Tension mounted in Kiev as authorities planned a rally of their own, bussing in thousands of Yanukovych supporters from the provinces, setting up a camp in a park not far from the opposition and vowing a "non-stop protest".
Ukraine's security services were on high alert, as opposition leaders urged a massive turnout for the rally on Independence Square where the crowd swelled to hundreds of thousands last weekend.
Protesters have been camped out on the square for more than three weeks since Mr Yanukovych failed to sign the EU deal.
The Ukrainian leader is under intense pressure to decide whether to align his nation with the West by signing a deal with the EU, or to join a Moscow-led Customs Union.
He is set to travel to Moscow next week to meet President Vladimir Putin.
The opposition movement adamantly opposes a proposed free trade deal with Russia.
"All Ukrainians must go out to Maidan to voice their aspirations to live in a modern European country," said Vitali Klitschko, a former heavyweight champion and head of the UDAR party, using Independence Square's Ukrainian name.
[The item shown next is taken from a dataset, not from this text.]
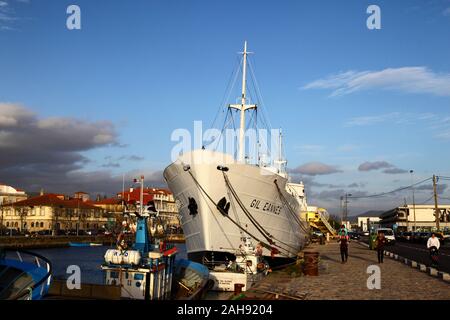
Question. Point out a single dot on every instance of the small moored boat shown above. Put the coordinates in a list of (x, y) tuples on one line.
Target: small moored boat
[(24, 275)]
"We see the attempts to frighten us, but they will fail."
The party of jailed opposition leader Yulia Tymoshenko said on its website that Sunday's rally, which starts at noon local time (6pm Singapore time) would feature "leaders of opposition parties, public figures and foreign guests, particularly American senators."
Outspoken Republican Senator John McCain flew into Kiev on Saturday and held meetings with Mr Klitschko, nationalist leader Oleg Tyagnybok and the head of Tymoshenko's party, Arseniy Yatsenyuk.
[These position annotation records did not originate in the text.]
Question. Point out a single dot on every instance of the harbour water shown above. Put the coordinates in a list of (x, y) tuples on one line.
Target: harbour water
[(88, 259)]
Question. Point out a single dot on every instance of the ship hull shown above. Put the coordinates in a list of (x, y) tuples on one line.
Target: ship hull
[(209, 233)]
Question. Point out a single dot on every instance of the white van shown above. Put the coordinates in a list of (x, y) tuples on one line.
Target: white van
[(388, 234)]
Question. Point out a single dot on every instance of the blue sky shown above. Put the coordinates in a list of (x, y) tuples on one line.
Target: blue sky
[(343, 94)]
Late Saturday he posted a picture on Twitter of tens of thousands packing Independence Square for a performance by one of the country's top bands, Okean Elzy, dedicated to injured protesters.
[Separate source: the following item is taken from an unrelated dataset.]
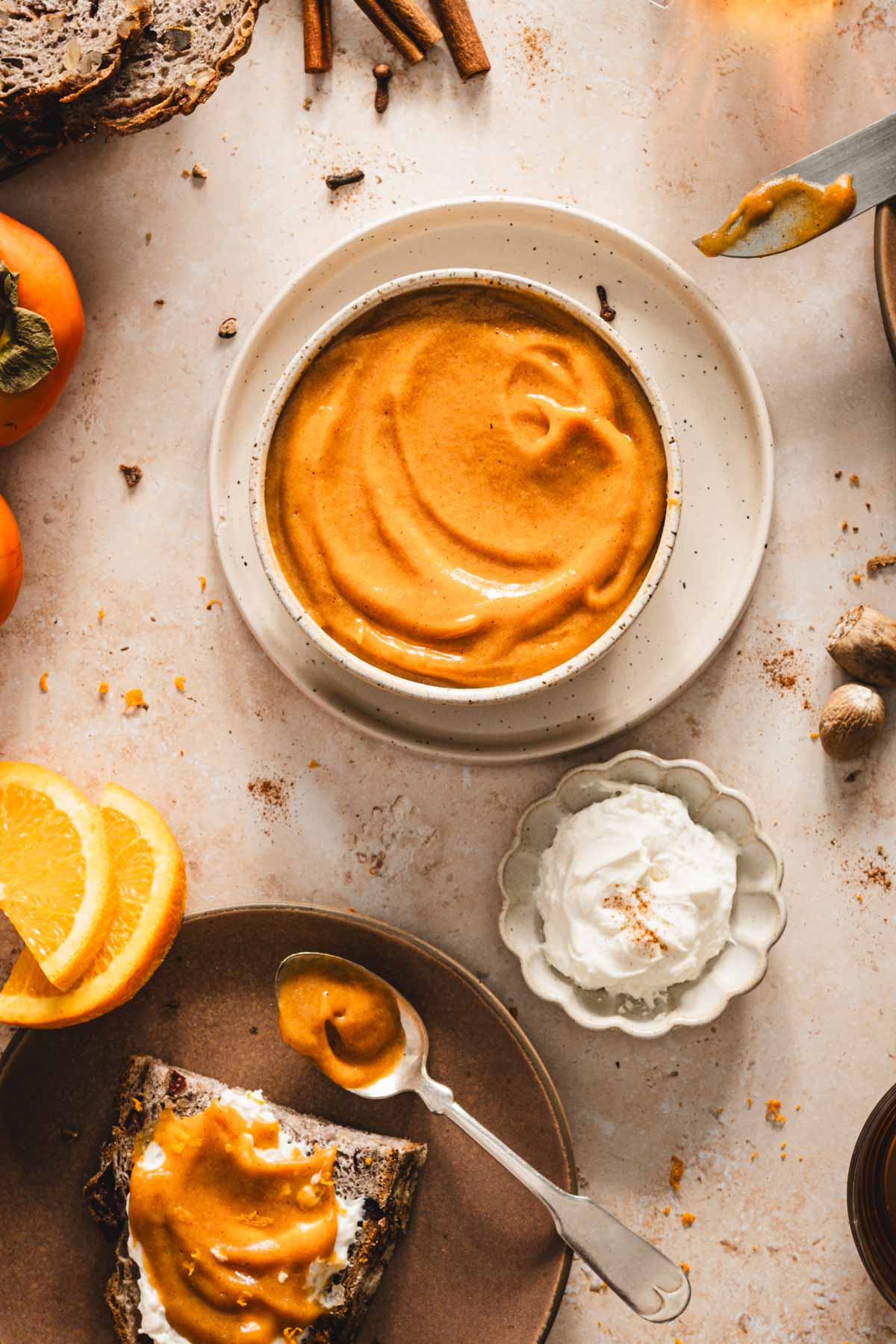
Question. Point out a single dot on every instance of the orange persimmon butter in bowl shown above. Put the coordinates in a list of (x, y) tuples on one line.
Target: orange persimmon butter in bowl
[(465, 487)]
The senator praised what he called "an incredible show of patriotism."
Mr Yanukovych on Saturday made a move to appease the protest movement by suspending Kiev's mayor and the deputy head of its security council over a brutal crackdown on protesters' opposition camp on November 30.
Opposition leaders praised the decision but said it did not go far enough, calling for the dismissal of the interior minister and Prime Minister Mykola Azarov.
Thousands of Yanukovych supporters arrived on Saturday for a rally on the city's Europe Square and set up a camp in the Mariinsky park with braziers, a field kitchen and dozens of large army tents.
Some participants said they were to sleep in their buses amid freezing temperatures.
A top lawmaker with the ruling Regions Party, Mykhailo Chechetov said Mr Yanukovych's supporters were there to stay.
"Our peaceful rally is non-stop, it will continue until the situation in the country stabilises," Chechetov told the Saturday rally.
Mr Azarov gave a speech at the rally condemning opposition leaders and saying that "their place is at the garbage dump."
Police used buses to block the road and prevent opposition supporters from interrupting the rally which was held close to one of the barricades built by the protesters.